Floor jack placement
Jacking up a vehicle by placing a floor jack under the differential (pumpkin) of a vehicle has been standard practice for many years and as far as I know, never caused any damage. Now we read in owner’s manuals that this is not an acceptable practice. What’s the deal? Has it always been bad practice or are rear axle housings now of lesser quality?
Far be it from me to advise anyone to disregard any warning in an owner’s manual, because they must have had a good reason for putting it there in the first place. I would only jack up any car according to the way they tell you to do it in the manual. That being said, I have routinely jacked up many older classics by their differential housings on cars with solid rear axles with no ill effects. And I have not seen any admonitions not to do so in their shop manuals. But then I am talking about cars built 50 years ago.
In the last 30 or 40 years, carmakers have worked to make cars as lightweight as possible to help with fuel mileage.

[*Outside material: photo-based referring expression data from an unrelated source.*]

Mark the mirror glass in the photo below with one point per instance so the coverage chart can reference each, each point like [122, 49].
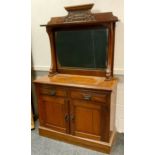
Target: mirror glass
[84, 48]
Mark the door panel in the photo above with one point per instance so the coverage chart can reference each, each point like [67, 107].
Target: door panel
[87, 119]
[54, 113]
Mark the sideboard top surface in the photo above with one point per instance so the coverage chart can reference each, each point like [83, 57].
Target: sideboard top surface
[90, 82]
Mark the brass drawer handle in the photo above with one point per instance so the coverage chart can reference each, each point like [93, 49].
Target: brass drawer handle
[53, 93]
[66, 118]
[87, 97]
[72, 117]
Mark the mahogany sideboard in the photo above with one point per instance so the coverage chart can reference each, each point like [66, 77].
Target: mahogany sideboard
[77, 100]
[77, 109]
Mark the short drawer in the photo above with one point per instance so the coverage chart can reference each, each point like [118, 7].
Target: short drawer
[88, 95]
[53, 91]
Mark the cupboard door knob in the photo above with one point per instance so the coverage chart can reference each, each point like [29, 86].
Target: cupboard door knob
[66, 118]
[53, 93]
[72, 117]
[87, 97]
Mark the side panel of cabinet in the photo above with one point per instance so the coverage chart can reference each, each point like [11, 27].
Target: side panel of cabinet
[88, 119]
[53, 113]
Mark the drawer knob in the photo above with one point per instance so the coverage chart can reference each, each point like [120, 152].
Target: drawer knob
[66, 118]
[87, 97]
[53, 93]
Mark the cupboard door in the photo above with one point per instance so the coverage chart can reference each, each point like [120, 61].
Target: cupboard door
[53, 113]
[88, 120]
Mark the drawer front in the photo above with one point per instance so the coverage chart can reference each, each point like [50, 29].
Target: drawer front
[53, 91]
[89, 96]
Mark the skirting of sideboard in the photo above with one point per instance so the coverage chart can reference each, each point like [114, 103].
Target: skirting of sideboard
[84, 142]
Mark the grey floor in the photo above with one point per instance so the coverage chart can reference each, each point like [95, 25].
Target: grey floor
[45, 146]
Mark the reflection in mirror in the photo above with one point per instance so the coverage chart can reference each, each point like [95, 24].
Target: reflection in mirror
[86, 48]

It may well be that the axle and differential housings on modern cars are not designed to take the car’s whole rear weight at the center of the housing. In normal use the wheels and hubs are supported by springs and shock absorbers a few inches inboard from them. But if you jack the car up by the differential, they will hang down as far as the springs will let them. That means that the weight of each wheel is cantilevered from the pumpkin where the axle housing attaches if you jack from the center.
Another situation that the engineers may be taking into consideration is that if you jack up a car from the differential, it will be prone to tipping one way or another. You would never want to get under a car jacked up from the differential housing. You always need to drop it on jack stands before doing any work on it.
If all you are doing is changing a tire, it is much safer to lift one corner and leave the other three wheels on the ground. But if you are going to be doing a brake job or something similar, you will need to jack the car up and put it on sturdy jack stands at each corner to be safe. Jacks alone can collapse or tip over when pushed even a little bit, with catastrophic results. I lost a friend in high school due to jack failure.
Be careful, and think about what you are doing. If the shop or owner’s manual says don’t do something, don’t do it. It is also necessary to check the shop manual for the correct jack points on any unit-bodied car if they aren’t apparent, because you can actually warp the structure if you jack up the car at the wrong point.